Vertrauensvorschuss
Chart of the Week
Die anhaltende Corona-Krise ist in vielerlei Hinsicht beispiellos – nicht zuletzt in der Divergenz ihrer Auswirkung auf Länder, Wirtschaftssektoren und Marktakteure. Denn während manche noch pessimistisch in die kurzfristige Zukunft schauen, scheint ein anderer Teil bereits einen großen Vertrauensvorschuss an die wirtschaftliche Erholung zu zahlen.
Seit etwa einem Jahr belasten das Virus und die damit einhergehenden Maßnahmen die Vorhersagbarkeit der konjunkturellen Entwicklung. Von A wie „Abstand halten“ bis Z wie „zeitweise Impfstoff-Produktionskürzungen“ – die Entwicklungen dieser Krise waren und sind nicht vorhersehbar. Das erklärt, weshalb im vergangenen Jahr Wirtschaftsprognosen für die Eurozone häufig daneben lagen. Überraschungen gibt es auch immer wieder bei den monatlichen Konjunkturdaten – positiver wie negativer Natur. Um den Grad der Überraschung zu messen, gibt es verschiedene Überraschungs-Indizes. Der wahrscheinlich bekannteste kommt von der Citigroup. Liegt der Index oberhalb von Null, war die tatsächliche konjunkturelle Entwicklung positiver als prognostiziert, liegt der Index unterhalb von Null, ist das Gegenteil der Fall gewesen.

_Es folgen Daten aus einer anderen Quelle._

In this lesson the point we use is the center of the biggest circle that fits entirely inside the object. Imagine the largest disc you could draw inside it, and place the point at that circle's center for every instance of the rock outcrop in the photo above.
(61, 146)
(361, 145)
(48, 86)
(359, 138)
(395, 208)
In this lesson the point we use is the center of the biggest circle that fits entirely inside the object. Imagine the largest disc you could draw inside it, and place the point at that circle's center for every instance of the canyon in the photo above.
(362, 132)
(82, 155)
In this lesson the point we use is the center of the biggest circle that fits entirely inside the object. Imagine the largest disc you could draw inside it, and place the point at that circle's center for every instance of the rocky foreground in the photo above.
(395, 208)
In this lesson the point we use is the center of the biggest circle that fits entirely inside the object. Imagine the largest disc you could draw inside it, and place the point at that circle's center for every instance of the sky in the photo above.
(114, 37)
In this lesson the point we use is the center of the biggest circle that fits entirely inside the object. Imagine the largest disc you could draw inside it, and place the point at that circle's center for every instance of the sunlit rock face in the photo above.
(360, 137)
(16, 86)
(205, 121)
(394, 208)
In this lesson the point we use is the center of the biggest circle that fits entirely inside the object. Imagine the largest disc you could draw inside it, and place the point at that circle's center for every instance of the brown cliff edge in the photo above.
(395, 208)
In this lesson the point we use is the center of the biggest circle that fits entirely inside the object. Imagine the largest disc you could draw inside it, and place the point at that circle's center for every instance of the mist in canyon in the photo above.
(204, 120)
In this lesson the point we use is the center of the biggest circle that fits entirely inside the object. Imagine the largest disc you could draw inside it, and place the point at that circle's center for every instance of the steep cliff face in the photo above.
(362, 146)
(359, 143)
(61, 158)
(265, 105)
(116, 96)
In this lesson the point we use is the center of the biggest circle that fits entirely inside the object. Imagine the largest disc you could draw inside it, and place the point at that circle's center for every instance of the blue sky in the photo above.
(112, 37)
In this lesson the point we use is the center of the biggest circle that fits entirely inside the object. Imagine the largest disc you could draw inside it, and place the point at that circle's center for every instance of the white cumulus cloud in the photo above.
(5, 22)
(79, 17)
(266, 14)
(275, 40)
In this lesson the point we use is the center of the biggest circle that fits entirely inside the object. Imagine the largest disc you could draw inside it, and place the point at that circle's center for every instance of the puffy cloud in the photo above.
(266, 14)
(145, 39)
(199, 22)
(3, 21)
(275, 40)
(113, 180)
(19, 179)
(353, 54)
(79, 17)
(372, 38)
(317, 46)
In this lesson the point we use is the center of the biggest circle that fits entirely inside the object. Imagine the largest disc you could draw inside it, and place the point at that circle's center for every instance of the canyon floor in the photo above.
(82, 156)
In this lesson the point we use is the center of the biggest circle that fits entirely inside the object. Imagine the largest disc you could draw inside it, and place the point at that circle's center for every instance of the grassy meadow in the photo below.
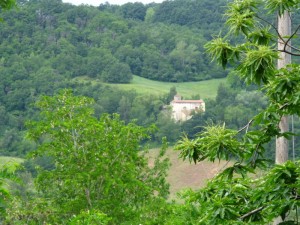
(6, 159)
(206, 89)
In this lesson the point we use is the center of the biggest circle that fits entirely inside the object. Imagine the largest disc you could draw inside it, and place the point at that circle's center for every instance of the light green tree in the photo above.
(99, 164)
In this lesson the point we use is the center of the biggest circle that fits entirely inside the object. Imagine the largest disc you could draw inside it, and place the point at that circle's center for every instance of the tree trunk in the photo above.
(284, 29)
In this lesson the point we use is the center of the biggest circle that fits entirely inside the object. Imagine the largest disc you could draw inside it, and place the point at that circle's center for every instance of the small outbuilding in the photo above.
(183, 110)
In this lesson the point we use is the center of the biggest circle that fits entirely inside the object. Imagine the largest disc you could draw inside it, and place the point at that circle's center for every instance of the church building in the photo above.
(183, 110)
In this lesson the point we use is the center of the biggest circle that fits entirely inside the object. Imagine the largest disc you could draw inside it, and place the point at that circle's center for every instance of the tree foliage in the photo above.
(99, 164)
(234, 196)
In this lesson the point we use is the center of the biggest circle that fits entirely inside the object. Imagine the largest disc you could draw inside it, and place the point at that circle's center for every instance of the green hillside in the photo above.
(206, 89)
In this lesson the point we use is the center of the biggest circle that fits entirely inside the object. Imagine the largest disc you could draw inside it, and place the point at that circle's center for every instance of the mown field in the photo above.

Unser Chart of the Week zeigt den Verlauf dieses Index sowie den der langfristigen Inflationserwartungen. Genauer gesagt, den eines Finanzmarktinstruments, das die durchschnittliche Inflationserwartung über einen Fünfjahreszeitraum, der in fünf Jahren beginnt, widerspiegelt. Diese Erwartungen haben zuletzt stark angezogen. Was normalerweise als Zeichen wirtschaftlichen Aufschwunges gewertet werden kann, muss aktuell eher als Vorschuss gesehen werden, den die Marktteilnehmer bereits an die Erholung zahlen. Denn dank anhaltender Lockdowns in der gesamten Eurozone, der Ausbreitung verschiedener Virusmutationen und saisonal bedingter Limitationen im herstellenden Gewerbe ist eine kurzfristige Erholung der Wirtschaft noch nicht in Sicht.
Inflationserwartungen und Economic Surprise Index (7-Tage rollierender Durchschnitt)

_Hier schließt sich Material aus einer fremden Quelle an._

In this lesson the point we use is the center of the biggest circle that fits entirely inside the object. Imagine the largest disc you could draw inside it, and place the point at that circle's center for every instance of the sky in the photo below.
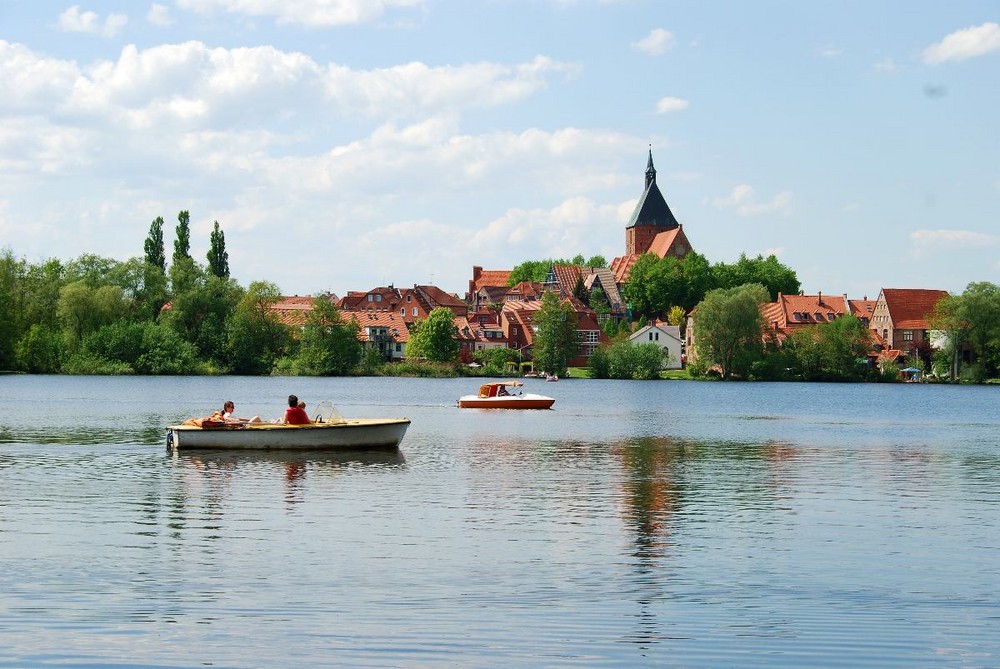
(349, 144)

Auf den ersten Blick mag es so scheinen, als gäbe es keinen Widerspruch im Verlauf des Überraschungs-Index und der Inflationserwartungen. Die Überraschungen sind schließlich zuletzt positiv ausgefallen, es scheint also aufwärts zu gehen. Allerdings gibt es einen entscheidenden Unterschied: während die Inflationserwartungen in die Zukunft gerichtet sind, blickt der Überraschungs-Index zurück. Aktuell werden Wachstumszahlen aus dem letzten Quartal veröffentlicht, diese sind in der Tat positiver ausgefallen als erwartet. Es ist aktuell aber leider nicht davon auszugehen, dass diese Welle positiver Überraschungen weiter anhalten wird. Die Verlängerung der Lockdown-Maßnahmen sollte den Surprise Index vor allem in Europa in den kommenden Wochen wohl wieder nach unten drücken.
Die Inflationserwartungen scheinen weit hinter die wahrscheinlich anstehende Welle von schlechten Nachrichten zu schauen: Nämlich auf die konjunkturelle Erholung, die mit der Öffnung der Wirtschaft einhergehen wird, und ein Leben nach der Pandemie und der ultra-lockeren Geldpolitik. Aber trotz steigender Inflation wird uns die lockere Geldpolitik wohl erhalten bleiben. Es wird in den USA noch bis 2022 und in der Eurozone bis 2023 dauern, bis das Vorkrisenniveau erreicht ist. Erste Schritte in den Ausstieg aus der lockeren Geldpolitik könnten 2022 kommen. Bis dahin gilt es für die Notenbanken allerdings eines ihrer stärksten Instrumente einzusetzen, sobald die Konjunkturdaten wieder anziehen und Inflationserwartungen somit hoch bleiben: Kommunikation.